#Chapter 14.  Overview of the GLM

## -----------------------------------------------------------------------------------------------------------------------------
## Contents
### 14.1 The GLM
### 14.2 Cases of the GLM
## -----------------------------------------------------------------------------------------------------------------------------

### 14.1 The Generalized Linear Model(GLM)

### 14.1.1 Predictor and predicted variables

Suppose we want to predict someone’s weight from their height. 
> Predicted variable(독립변수): weight

> Predictor(설명변수): height

suppose we want to predict high school grade point average (GPA) from Scholastic Aptitude Test (SAT) score and family income.
> Predicted variable(독립변수): GPA

> Predictor(설명변수): SAT and income

** The value of the predictor variable comes from
“outside” the system being modeled, whereas the value of the predicted variable depends
on the value of the predictor variable.

####The key mathematical difference between predictor and predicted variables is that the likelihood function.
(Likelihood function: expresses the probability of values ofthe predicted variable as a function of values of the predictor variable. The likelihood function does not describe the probabilities of values of the predictor variable.)

In experimental settings, the variables that are actually manipulated and set by the
experimenter are the independent variables. In this context of experimental manipulation, the values of the independent variables truly are (in principle, at least) independent of the values of other variables, because the experimenter has intervened to arbitrarily set the values of the independent variables. But sometimes a non-manipulated variable is also referred to as “independent”, merely as a way to indicate that it is being used as a predictor variable.

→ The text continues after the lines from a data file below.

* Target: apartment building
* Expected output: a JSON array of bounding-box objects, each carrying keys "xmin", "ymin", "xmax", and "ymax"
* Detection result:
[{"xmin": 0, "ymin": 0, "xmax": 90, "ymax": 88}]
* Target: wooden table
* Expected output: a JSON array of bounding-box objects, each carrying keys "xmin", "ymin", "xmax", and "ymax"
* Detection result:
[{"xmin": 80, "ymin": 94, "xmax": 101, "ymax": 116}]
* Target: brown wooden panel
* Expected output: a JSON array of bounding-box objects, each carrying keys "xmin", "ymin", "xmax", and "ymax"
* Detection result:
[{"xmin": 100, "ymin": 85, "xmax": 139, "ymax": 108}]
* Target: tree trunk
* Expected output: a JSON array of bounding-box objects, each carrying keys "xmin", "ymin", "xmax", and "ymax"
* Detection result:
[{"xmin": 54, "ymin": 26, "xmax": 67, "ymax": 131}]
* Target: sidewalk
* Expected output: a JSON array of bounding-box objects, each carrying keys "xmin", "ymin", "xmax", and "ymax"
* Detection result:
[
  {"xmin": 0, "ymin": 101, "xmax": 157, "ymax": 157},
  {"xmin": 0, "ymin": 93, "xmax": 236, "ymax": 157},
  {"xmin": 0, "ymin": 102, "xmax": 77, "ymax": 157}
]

Among non-manipulated variables, the roles of predicted and predictor are arbitrary, determined only by the interpretation of the analysis. 

> Consider, for example, people’s weights and heights. We could be interested in predicting a person’s weight from his/her height, or we could be interested in predicting a person’s height from his/her weight.

Prediction is merely a mathematical dependency, not necessarily a description of underlying causal relationship.

Just as “prediction” does not imply causation, “prediction” also does not imply any temporal relation between the variables. 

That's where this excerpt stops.